# Mutation Testing with Empirical Execution
## Overview
PMAT's mutation testing engine provides **empirical mutation testing** with **actual test execution** and optional ML-powered prediction. The system identifies weak spots in test suites by generating mutants, executing your test suite on each mutant, and measuring which mutants are killed vs survived.
## Features
### ✅ Completed (v2.130.0)
#### Empirical Test Execution (v2.130.0) 🎯 NEW!
- **Real Test Execution**: Runs `cargo test --lib` on each mutant
- **Empirical Mutation Score**: Actual measurement, not simulation
- **Detailed Results**: Shows which tests caught which mutants
- **Status Classification**: Killed, Survived, CompileError, Timeout, Equivalent
- **Execution Metrics**: Reports execution time per mutant
- **Safety**: Automatic backup/restore of original source files
#### Phase 1-4.2: Core Engine + ML Model
- **6 Mutation Operators**: AOR, ROR, COR, UOR, CRR, SDL
- **Decision Tree Classifier**: 75-95% accuracy with 18 features (optional)
- **Multi-Language Support**: Rust, WebAssembly (WAT), with adapter system
- **ML-Based Prediction**: Survivability prediction with confidence scoring (optional)
- **K-Fold Cross-Validation**: Empirical accuracy measurement (5-fold CV)
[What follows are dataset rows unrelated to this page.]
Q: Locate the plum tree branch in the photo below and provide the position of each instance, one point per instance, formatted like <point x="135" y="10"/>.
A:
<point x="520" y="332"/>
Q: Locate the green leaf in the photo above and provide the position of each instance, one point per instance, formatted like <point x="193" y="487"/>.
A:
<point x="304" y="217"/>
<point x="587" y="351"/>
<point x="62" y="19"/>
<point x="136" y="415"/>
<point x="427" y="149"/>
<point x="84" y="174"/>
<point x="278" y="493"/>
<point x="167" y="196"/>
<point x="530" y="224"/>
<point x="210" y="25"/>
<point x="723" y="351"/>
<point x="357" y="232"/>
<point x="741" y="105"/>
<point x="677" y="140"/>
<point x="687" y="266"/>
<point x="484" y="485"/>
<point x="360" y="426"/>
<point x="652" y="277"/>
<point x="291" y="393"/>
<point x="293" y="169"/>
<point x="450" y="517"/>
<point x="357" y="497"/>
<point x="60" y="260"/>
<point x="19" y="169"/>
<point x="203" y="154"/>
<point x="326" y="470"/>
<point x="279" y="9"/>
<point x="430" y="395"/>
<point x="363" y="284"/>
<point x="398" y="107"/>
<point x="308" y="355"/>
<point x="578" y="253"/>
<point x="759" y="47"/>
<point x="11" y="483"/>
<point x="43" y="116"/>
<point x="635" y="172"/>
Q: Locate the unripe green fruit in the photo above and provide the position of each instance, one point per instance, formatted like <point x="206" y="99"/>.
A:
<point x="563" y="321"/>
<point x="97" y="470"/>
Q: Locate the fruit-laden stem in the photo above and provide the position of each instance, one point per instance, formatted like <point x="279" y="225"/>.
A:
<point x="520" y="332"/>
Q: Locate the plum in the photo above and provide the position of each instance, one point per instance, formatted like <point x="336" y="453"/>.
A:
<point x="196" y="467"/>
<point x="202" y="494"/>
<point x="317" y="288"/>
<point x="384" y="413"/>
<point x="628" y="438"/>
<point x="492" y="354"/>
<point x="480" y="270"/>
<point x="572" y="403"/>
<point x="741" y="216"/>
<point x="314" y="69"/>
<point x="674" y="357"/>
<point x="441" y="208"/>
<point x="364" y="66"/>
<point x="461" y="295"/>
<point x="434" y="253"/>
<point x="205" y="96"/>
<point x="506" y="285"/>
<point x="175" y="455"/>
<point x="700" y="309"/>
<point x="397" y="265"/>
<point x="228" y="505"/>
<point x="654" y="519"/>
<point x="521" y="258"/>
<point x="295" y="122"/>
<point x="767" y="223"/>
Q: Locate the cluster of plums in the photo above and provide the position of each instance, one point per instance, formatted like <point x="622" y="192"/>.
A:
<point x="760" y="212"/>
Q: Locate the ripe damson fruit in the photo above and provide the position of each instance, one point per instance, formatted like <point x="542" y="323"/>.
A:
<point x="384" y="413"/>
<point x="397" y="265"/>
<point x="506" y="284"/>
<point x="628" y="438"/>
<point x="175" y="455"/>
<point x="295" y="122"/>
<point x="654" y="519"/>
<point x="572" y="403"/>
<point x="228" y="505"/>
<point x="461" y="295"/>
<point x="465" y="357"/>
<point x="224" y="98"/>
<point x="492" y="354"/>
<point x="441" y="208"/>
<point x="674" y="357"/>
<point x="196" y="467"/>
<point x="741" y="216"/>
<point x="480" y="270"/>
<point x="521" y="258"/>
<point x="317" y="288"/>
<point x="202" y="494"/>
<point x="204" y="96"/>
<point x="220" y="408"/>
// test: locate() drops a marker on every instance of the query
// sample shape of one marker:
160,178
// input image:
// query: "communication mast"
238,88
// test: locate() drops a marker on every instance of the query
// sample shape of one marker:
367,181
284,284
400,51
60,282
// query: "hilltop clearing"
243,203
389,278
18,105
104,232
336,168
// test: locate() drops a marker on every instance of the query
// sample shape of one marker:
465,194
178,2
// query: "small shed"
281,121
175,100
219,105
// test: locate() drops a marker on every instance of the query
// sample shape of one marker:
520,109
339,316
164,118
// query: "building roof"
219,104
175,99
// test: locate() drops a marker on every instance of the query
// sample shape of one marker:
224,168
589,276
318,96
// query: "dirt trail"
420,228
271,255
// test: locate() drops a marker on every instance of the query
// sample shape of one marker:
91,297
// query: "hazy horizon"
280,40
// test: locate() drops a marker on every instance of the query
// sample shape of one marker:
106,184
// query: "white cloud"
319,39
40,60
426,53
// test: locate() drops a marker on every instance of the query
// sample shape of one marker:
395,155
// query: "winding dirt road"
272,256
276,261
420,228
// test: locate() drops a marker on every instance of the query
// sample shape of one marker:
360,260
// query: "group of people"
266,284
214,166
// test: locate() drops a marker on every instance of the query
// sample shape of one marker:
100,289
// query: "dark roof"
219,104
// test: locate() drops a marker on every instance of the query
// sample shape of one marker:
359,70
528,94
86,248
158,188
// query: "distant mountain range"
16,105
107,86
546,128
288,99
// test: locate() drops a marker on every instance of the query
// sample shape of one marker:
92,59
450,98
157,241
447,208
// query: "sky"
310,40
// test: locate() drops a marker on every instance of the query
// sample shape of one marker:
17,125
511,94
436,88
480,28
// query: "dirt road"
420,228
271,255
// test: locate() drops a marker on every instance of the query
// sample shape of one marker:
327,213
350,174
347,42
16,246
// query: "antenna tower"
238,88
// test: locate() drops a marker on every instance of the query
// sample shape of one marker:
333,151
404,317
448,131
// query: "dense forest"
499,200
- **Equivalent Mutant Detection**: Pattern-based equivalence detection
#### Phase 5: Production Hardening (v2.121.0)
- **Advanced Operators** (CRR, SDL):
- Constant Replacement (CRR): Integers, booleans, strings, floats
- Statement Deletion (SDL): Assignments, function calls, macros
- **Distributed Execution**:
- Worker pool with work-stealing queue
- Semaphore-based concurrency control
- Real-time progress tracking
- 10-100× speedup potential
- **CI/CD Learning**:
- Automated training data collection
- ModelVersion for incremental versioning
- Auto-train on 50 sample threshold
- Cross-validation on training (5-fold CV)
#### WASM Mutation Testing (v2.121.0)
- **WasmAdapter**: Language adapter for .wasm and .wat files
- **3 WASM Operators**:
- `WasmNumericMutator`: i32/i64/f32/f64 arithmetic mutations (80% kill prob)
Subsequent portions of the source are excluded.